The split personality of a phone

The mobile phone. A breakthrough. An innovation. An example of the huge strides technology has made.

A big tick for mobiles then? Well, not exactly. You see they’ve also been hitting the headlines for the wrong reasons. Behind many of their smiling, happy go lucky exteriors, it’s not a pretty sight with the run of the mill phone carrying up to 1,000 different components. Each containing toxic flame retardants, heavy metals and poisonous plasticizers. Doesn’t make pleasant reading does it?

So for our planet’s sake, it’s a good job some folk out there actually care.

Some manufacturers are running greener phones off their conveyer belts.

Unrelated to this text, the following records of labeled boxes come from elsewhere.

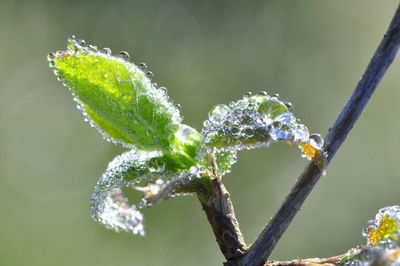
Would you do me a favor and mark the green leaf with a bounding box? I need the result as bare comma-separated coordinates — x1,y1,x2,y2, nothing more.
49,38,182,151
91,149,209,235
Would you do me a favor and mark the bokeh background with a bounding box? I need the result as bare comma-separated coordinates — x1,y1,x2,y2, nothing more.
0,0,400,266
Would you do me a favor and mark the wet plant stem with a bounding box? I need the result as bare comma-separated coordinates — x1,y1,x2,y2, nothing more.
231,3,400,266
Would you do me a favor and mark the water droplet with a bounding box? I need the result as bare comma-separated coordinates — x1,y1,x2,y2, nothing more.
47,53,55,61
138,62,147,71
88,45,98,52
189,166,199,175
101,47,111,55
285,102,294,113
258,99,288,119
310,134,324,150
68,35,76,43
243,127,254,138
158,87,167,95
145,71,154,79
208,104,230,124
78,40,86,47
118,51,129,61
149,158,165,173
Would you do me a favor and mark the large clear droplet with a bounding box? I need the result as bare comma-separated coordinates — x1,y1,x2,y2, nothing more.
310,134,324,150
208,104,230,124
258,99,289,119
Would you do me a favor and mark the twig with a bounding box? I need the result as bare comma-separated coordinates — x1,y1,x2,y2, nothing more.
197,178,246,261
235,3,400,265
197,153,246,261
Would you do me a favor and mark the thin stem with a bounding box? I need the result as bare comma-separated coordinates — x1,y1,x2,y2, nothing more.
235,6,400,265
197,153,246,261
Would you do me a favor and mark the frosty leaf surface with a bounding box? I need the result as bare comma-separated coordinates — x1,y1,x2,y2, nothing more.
200,92,324,166
91,150,208,235
49,38,182,151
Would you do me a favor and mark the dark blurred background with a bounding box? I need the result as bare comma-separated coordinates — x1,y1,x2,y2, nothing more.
0,0,400,266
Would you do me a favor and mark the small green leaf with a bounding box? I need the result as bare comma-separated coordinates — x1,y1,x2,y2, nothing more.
49,38,182,151
91,150,209,235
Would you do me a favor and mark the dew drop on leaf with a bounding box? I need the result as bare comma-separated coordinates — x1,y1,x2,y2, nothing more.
208,104,230,124
363,205,400,248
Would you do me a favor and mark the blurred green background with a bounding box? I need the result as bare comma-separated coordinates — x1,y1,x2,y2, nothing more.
0,0,400,266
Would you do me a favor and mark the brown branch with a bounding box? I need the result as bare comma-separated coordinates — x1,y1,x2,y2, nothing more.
197,178,246,261
232,3,400,265
265,254,347,266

Not only have they been put together using techniques that raise two fingers to the likes of lead, cadmium and mercury, they also come packaged with a more environmentally friendly charger. So hats off to those people we think.

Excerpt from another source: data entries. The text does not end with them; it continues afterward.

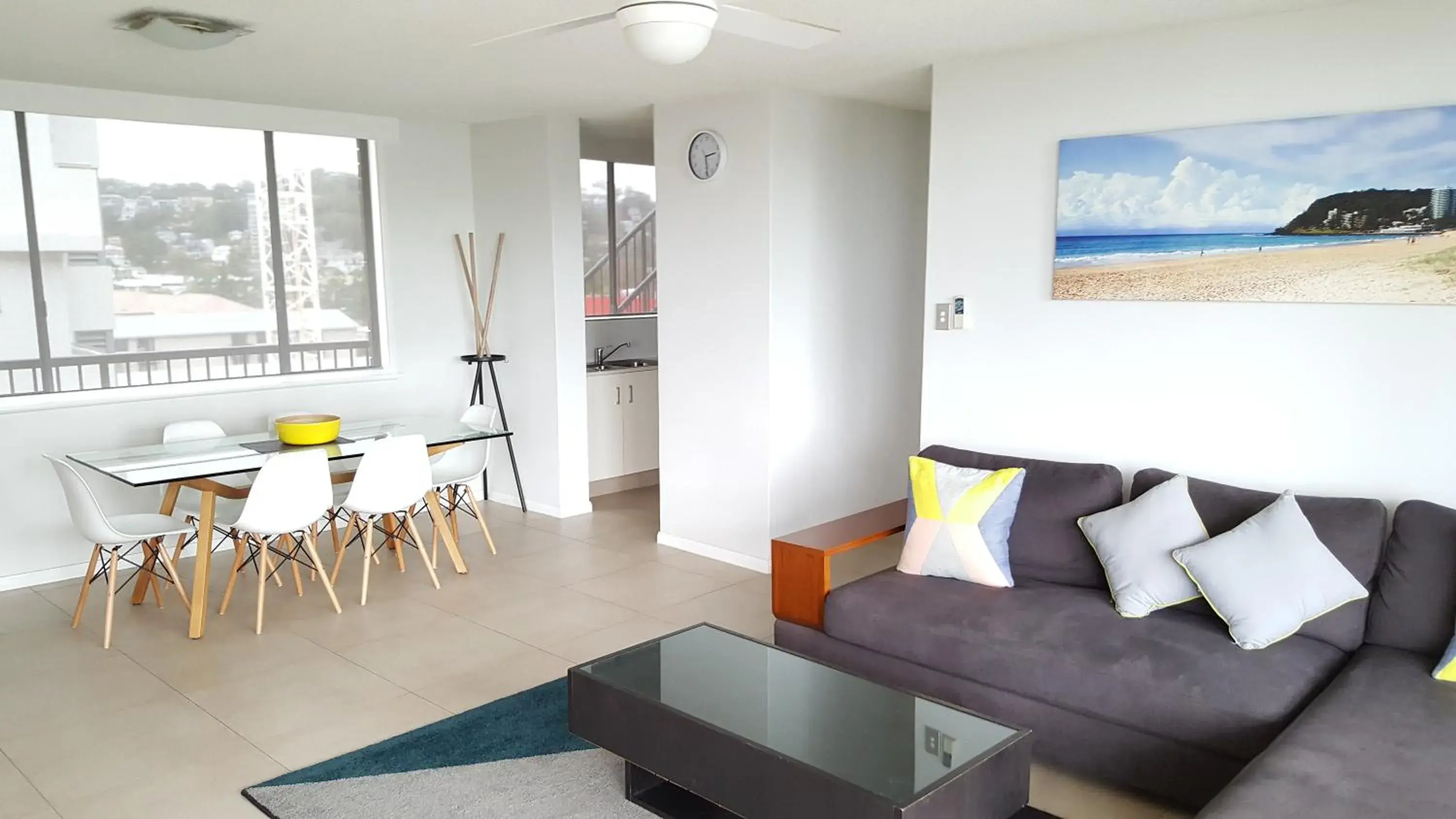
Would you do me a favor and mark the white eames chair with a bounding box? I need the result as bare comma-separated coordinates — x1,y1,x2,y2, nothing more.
430,405,499,566
332,435,440,605
218,449,344,634
45,455,192,649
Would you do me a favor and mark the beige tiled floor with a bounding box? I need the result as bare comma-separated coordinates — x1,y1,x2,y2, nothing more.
0,489,1175,819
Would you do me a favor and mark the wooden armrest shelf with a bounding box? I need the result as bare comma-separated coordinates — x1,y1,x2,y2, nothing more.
773,500,906,630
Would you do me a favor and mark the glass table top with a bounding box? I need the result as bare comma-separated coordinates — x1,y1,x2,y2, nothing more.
575,625,1024,807
67,416,510,486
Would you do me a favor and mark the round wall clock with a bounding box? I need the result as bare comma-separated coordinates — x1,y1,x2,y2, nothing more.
687,131,728,182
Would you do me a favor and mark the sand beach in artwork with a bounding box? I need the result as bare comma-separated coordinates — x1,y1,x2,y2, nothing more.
1053,231,1456,304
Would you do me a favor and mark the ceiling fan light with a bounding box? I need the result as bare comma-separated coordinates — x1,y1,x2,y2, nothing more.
622,22,713,66
617,0,718,66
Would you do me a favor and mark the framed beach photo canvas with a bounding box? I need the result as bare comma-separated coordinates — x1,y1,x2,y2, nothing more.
1053,106,1456,304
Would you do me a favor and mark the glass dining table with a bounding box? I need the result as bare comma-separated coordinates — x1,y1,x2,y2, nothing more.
67,416,511,639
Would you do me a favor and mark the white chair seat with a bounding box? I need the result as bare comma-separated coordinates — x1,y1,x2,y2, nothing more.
108,512,192,540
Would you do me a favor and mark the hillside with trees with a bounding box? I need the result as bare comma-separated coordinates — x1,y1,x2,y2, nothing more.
1274,188,1456,236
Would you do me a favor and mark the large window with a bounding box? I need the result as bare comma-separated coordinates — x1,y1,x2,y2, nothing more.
581,160,657,319
0,112,380,396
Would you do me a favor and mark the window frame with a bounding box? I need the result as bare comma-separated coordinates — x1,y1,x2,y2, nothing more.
0,109,393,401
582,157,657,322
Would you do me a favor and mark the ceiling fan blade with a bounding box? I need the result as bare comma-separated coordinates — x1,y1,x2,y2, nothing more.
470,12,617,48
715,6,839,48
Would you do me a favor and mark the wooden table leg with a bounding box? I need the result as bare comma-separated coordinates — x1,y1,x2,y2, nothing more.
188,494,215,640
425,489,469,574
131,483,182,605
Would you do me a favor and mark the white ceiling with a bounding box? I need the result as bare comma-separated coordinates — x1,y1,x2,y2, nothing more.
0,0,1340,122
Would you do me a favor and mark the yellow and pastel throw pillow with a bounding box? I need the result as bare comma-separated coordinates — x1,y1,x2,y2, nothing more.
900,455,1026,588
1433,637,1456,682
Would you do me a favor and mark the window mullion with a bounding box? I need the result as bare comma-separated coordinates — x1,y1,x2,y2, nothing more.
358,140,384,367
264,131,293,374
15,111,55,393
607,162,622,316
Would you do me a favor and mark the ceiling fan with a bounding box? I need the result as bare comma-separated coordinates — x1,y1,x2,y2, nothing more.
475,0,839,66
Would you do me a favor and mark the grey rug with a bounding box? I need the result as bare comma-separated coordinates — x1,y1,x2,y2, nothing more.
243,679,652,819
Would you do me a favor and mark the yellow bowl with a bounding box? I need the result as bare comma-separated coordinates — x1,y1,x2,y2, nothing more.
274,414,339,446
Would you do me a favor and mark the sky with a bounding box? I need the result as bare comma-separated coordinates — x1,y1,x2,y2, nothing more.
96,119,358,185
1057,106,1456,236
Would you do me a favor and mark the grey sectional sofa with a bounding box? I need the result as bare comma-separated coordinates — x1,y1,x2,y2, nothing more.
775,446,1456,819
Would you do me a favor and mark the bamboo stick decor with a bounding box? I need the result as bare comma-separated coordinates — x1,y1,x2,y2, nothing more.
456,231,505,355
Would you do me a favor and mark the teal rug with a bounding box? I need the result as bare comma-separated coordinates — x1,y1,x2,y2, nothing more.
243,679,651,819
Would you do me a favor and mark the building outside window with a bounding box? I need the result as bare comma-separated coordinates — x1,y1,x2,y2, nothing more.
0,112,380,399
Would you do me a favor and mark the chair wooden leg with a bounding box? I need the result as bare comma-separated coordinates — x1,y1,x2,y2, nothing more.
384,515,405,572
100,545,121,649
360,521,374,605
450,483,460,542
253,538,271,634
146,538,167,608
303,531,344,614
157,538,192,612
457,483,495,554
287,535,303,596
131,541,157,605
405,518,440,589
329,512,363,583
217,529,248,617
172,532,191,590
309,524,319,583
71,542,100,628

Another shout-out goes to the materials scientist and electronics engineer Shashank Priya. His genius mind conjured up the wind powered phone charger for Orange. These then ended up on the tents of chuffed Glastonbury revellers in ‘07. See more here: http://www.youtube.com/watch?v=oScx4YHaFpo&NR=1

Then there’s the wind-up and solar powered chargers kicking around on the market too.

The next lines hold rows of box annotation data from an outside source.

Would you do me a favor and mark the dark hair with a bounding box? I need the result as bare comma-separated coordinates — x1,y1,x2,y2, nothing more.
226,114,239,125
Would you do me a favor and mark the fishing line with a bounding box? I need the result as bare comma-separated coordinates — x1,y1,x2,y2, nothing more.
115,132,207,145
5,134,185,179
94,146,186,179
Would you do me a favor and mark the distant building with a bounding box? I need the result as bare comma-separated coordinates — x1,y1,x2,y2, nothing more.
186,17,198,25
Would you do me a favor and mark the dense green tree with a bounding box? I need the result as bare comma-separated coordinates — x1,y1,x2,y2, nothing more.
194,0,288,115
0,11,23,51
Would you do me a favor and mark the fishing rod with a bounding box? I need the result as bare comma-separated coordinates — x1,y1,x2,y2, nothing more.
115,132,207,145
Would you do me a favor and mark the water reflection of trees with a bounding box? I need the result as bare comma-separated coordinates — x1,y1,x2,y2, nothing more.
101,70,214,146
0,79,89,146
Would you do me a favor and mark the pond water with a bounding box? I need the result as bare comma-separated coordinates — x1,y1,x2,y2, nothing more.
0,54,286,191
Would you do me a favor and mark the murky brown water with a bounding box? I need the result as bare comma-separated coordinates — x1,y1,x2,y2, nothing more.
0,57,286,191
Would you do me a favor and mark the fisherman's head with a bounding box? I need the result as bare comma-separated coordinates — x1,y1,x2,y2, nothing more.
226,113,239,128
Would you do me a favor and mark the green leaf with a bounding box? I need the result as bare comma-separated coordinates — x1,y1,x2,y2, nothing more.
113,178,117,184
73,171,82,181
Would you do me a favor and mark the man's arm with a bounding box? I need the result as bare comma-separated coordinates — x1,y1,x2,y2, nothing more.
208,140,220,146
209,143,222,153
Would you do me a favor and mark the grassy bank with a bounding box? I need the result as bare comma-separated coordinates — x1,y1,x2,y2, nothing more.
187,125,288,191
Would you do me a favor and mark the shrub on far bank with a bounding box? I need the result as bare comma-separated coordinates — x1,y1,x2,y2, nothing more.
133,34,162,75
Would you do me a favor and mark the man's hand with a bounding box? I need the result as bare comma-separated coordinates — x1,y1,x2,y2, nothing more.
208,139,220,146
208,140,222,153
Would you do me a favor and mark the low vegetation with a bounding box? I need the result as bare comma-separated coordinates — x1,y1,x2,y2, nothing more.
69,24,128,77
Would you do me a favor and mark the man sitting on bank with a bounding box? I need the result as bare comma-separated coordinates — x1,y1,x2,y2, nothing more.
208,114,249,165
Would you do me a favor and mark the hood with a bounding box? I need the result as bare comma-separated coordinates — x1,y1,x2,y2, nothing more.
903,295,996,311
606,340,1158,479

So hope is out there. But until they roll these things out on a bigger scale:
1) Get recycling your old phones and batteries.
2) Pull your charger plug out (they still waste energy when not in use).
3) Spread the word about 1) and 2).

But if you want to do more for the environment, you could become:

  • materials scientist, developing new crystalline or ceramic materials to convert different forms of energy like vibrations into electricity
  • An electrical engineer, designing small scale solar cells or wind turbines to charge mobile phones
  • chemical engineer, working out how to remove toxic chemicals when recycling plastics
  • An industrial chemist, developing alternative plasticisers (added to plastics to soften them) that are not toxic to people or animals
  • software developer, writing software to add new features to phones and music players, so they can be upgraded without buying a new one
  • psychologist, studying consumer behaviour to see how and why people buy, use and dispose of their phones and how the behaviour could be changed
  • project manager for a telecommunications company, organising a scheme to take back old mobile phones and deliver them to recycling facilities
  • An environmental scientist, managing the remediation* of sites where hazardous waste has been disposed of
  • waste manager, dismantling waste electronic equipment and recycling, reusing or safely disposing of the parts
  • financial adviser, advising on investment risks in the renewable technology or the telecommunications markets

* Remediation = the term used for cleaning up an environmentally contaminated site. This involves taking action to reduce, isolate, or remove contamination from an environment with the goal of preventing exposure to people or animals.